In my research on this topic, I frequently find references to the book Drive: The Surprising Truth About What Motivates Us by Daniel Pink. Drive looks at what motivates us to be high performers and achievers; it isn’t what you’d think. According to the sociological experiments cited in the book, higher pay isn’t the great motivator it is thought to be. In fact, for tasks that demanded a higher level of cognitive skill, higher pay produced a poorer performance. Who knew??
Pink lists basic things we need: autonomy, mastery, and purpose. Whether at home or at work, we need these things to stay motivated—to feel in control of our own lives, to create and learn new things, and to feel that we are making a difference in the world.
I was struck by this passage:
“The most successful people, the evidence shows, often aren’t directly pursuing conventional notions of success. They’re working hard and persisting through difficulties because of their internal desire to control their lives, learn about the world, and accomplish something that endures.”
This is a spot-on assessment, at least in my experience. Have you known people who were never satisfied for long with any job, even jobs that provided many opportunities for professional growth and development, even if they liked the job and their co-workers, and even if they had a decent salary, because they wanted, but didn’t necessarily need, a higher salary? For many of us, money is the only measure of success and we think it is what we need to be happy. I’ve known people to go from job to job in search of ever more money because that was the only need they focused on, at the expense of their other needs. No matter how much we feel our skills are worth, sometimes a job that meets those three basic needs Pink mentions is where we will be the happiest, most productive, and most engaged, and where we will find the type of contentment that money can’t buy.
This being said, I will freely admit that the need for autonomy is sometimes the most difficult need to meet. I have spent the last decade and a half working in libraries—a field that offers many opportunities to learn and endless intellectual rewards but few financial ones (I know you thought librarians were in it for the money, right??). What made me stay in those jobs where I barely made enough to cover rent was my dedication to the overall mission of libraries and my desire to make a difference in the lives of others. However, I have had to turn down a few jobs that I felt I would have loved because they didn’t pay the minimum I needed to support myself. This almost certainly would have ended up making me not love those jobs eventually. Being adequately compensated is a must before you can focus on your other needs.
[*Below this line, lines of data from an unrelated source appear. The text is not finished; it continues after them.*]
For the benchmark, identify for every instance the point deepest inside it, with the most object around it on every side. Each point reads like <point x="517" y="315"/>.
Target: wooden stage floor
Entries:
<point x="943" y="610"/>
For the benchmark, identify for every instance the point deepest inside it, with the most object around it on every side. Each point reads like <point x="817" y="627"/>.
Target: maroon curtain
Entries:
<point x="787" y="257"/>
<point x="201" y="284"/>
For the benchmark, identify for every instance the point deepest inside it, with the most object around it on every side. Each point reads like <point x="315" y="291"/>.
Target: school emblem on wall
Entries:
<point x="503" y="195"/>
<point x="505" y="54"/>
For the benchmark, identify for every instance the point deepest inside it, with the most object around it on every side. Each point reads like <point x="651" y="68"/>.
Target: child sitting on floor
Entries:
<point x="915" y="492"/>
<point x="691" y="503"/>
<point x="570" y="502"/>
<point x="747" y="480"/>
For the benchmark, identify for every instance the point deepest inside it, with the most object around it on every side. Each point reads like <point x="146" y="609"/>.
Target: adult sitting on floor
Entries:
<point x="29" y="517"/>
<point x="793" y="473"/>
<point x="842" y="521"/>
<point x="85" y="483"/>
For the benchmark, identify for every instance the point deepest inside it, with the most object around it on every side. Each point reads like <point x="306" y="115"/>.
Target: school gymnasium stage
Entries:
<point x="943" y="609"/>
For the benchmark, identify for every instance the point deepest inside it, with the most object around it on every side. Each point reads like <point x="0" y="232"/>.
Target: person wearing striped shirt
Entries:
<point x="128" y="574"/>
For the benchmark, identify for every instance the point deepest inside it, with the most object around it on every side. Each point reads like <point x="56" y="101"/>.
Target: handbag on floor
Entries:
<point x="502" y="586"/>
Mastery and purpose come more easily if a) you are compensated with what you need to take care of yourself and your family and b) you have a leader who will help you meet these needs by providing opportunities for growth and learning and who will instill a real sense of the organization’s mission. These needs have been easier for me to meet, typically. Even in jobs I didn’t like, I still felt driven to acquire and master new skills and was always driven to do the work in a way that would cause me no regrets down the road. My purpose in any job is always tied to my own personal goals of doing my best and learning new things, whenever possible. But with bad leadership, it’s difficult to maintain a high level of engagement, no matter your personal work ethic because your basic needs won’t be met. If you have a leader who can help you align your personal goals with the overall mission of the organization, as well as encourage you to hone your skills, you’ll find yourself not only engaged at a high level, but performing at a high level.